In a way, I was annoyed with the both of them for simply being stupid- Bella for thinking Hogsmeade with all of Hogwarts there would offer any kind of privacy for whatever she'd had planned, and Sirius for being foolish enough to meddle when he had no idea what he was getting into. On the other hand, I felt like this had been coming for awhile and this was just the spark to set it off. It didn't really matter what had started it, it had just been the one incident that got them both angry enough for things to come to a boil.

Elizabeth was sitting on one of the couches in the Slytherin common room, and when she saw me heading for the stairs advised, "I wouldn't Andy, Bella's in a rage." The comment was punctuated by the sound of something breaking above me.

"I know," I said grimly.

She had broken something, for the floor was littered with glass shards that crunched under my shoes when I stepped into the room. As soon as she heard the door she whipped around with her wand pointed at my heart. I didn't flinch, and slowly, she lowered it slightly. "Get out."
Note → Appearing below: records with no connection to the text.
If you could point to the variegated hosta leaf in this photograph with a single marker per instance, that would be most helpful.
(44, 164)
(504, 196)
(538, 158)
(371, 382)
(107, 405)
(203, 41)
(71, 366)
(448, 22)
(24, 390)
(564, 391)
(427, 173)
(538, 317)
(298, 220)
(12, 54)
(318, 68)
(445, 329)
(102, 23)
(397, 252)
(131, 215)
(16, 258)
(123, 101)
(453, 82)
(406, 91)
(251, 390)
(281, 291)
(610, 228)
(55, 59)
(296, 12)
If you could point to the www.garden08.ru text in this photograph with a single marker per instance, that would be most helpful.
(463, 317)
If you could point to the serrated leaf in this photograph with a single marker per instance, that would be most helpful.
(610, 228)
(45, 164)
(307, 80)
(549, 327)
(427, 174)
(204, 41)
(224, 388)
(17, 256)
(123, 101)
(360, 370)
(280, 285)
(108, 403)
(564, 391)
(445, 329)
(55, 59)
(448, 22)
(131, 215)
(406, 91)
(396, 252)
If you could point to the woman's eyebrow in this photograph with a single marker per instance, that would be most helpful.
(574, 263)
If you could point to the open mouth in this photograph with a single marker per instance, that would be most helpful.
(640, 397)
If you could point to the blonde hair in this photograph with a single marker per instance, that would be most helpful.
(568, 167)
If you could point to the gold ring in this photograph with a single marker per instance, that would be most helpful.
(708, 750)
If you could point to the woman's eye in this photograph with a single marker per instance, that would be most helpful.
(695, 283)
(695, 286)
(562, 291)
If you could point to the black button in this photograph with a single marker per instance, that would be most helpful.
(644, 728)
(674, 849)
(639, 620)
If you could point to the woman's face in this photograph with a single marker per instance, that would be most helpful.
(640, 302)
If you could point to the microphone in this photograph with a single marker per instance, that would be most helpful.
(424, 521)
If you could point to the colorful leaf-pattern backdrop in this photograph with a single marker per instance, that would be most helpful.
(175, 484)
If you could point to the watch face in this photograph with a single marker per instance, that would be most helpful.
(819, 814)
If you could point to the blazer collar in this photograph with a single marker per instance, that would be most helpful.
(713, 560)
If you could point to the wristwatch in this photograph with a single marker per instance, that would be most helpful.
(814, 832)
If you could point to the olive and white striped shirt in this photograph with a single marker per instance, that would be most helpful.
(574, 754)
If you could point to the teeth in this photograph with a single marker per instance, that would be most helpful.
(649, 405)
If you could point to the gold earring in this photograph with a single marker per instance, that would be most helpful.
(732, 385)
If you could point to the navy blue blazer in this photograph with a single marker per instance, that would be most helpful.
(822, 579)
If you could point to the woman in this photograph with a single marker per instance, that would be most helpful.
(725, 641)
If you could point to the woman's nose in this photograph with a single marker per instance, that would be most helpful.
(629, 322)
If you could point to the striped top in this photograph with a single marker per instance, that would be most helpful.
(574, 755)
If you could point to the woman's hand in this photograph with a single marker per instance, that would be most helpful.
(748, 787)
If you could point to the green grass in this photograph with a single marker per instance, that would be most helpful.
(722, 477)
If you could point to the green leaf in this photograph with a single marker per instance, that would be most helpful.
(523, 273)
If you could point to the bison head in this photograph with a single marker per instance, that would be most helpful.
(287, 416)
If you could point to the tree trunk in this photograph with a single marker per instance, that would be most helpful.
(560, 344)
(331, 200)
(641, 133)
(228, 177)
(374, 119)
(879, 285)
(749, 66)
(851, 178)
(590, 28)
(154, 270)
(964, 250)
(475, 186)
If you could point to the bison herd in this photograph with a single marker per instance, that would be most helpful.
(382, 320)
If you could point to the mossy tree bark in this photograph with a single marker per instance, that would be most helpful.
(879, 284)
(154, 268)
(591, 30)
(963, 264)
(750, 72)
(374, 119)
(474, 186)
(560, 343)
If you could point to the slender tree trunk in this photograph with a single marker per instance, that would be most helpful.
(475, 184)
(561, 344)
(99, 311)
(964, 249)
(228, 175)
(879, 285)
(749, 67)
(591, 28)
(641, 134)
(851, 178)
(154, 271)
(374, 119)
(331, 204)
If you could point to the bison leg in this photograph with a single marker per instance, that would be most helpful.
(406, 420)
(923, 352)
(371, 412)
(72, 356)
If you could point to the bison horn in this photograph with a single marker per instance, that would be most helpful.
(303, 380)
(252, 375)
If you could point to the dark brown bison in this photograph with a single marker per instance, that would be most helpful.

"No." I shut the door behind me. "What were you thinking? We do not make our family matters public."

"Sirius hardly deserves to call himself a Black anymore," she spat.

"Because he wanted to know what you're up to? Hell Bella, I wonder that myself sometimes. Half the time you're too stupid and careless to realize how much trouble you could get into."

"How can you take his side?"

"I'm not taking anyone's side, I was just trying to stop both of you from airing family conflicts in front of every damned student at Hogwarts. And do you really think it's smart to be broadcasting death threats to everyone within hearing distance of the Great Hall? How does Azkaban sound, Bella?"

She turned back to me, eyes narrowed, and put her hand against my cheek. "What's the matter Andy?" she said, in a horrible, mocking little voice, "were you scared?" Her hand slid over my skin, nails scoring slightly, not enough to leave a mark, but enough that I knew it wasn't an affectionate touch. I slapped her hand away, and for a second her eyes flashed and I wasn't sure that she wouldn't hurt me.

"Sirius is a blood traitor," she said, clenching the hand I had just slapped away. "Mark my words, he'll come to a bad end." Suddenly her hand flashed out again and she grabbed me by the arm, as though she might shake me. "When this war ends, those who were on the right side will be honored, beyond anything we can imagine. We'll live in a world where purity is the standard. Those who opposed him will be lower than muggles. I won't let him drag the family down, and damned if I'll lift a finger to save him." She released me, but then turned and perhaps in an unconscious gesture, put her hand on my shoulder, fingers curling around my throat in what was almost, but not quite, a threat. "I hope you understand the concept of loyalty better than he does, Andromeda."


I was sitting in the library, not because I intended to study, but because I was usually left alone there, sitting at a table that looked out over the grounds, and generally hidden from view, so anyone who wanted to find me would have to do some looking. Nevertheless, I wasn't terribly surprised when Ted sat across from me.

"You all right?"

"Sure, I'm fine," I tried to sound casual and failed miserably.

"Look, I'm really sorry for throwing you into the middle of that. Just that I've seen you guys, your family I mean, kind of close ranks when you fight, and I thought it might be better if you broke it up."

"Thanks…I mean you're right, normally it would be. But when they're both mad like that there's really no talking them down."

"I could tell. You get caught in the middle rather a lot."

I shrugged. "They can't go on like this forever."

He frowned. "At some point, you have to take care of yourself and let them do what they will. Maybe you can't save everyone, and maybe, it's not your job to."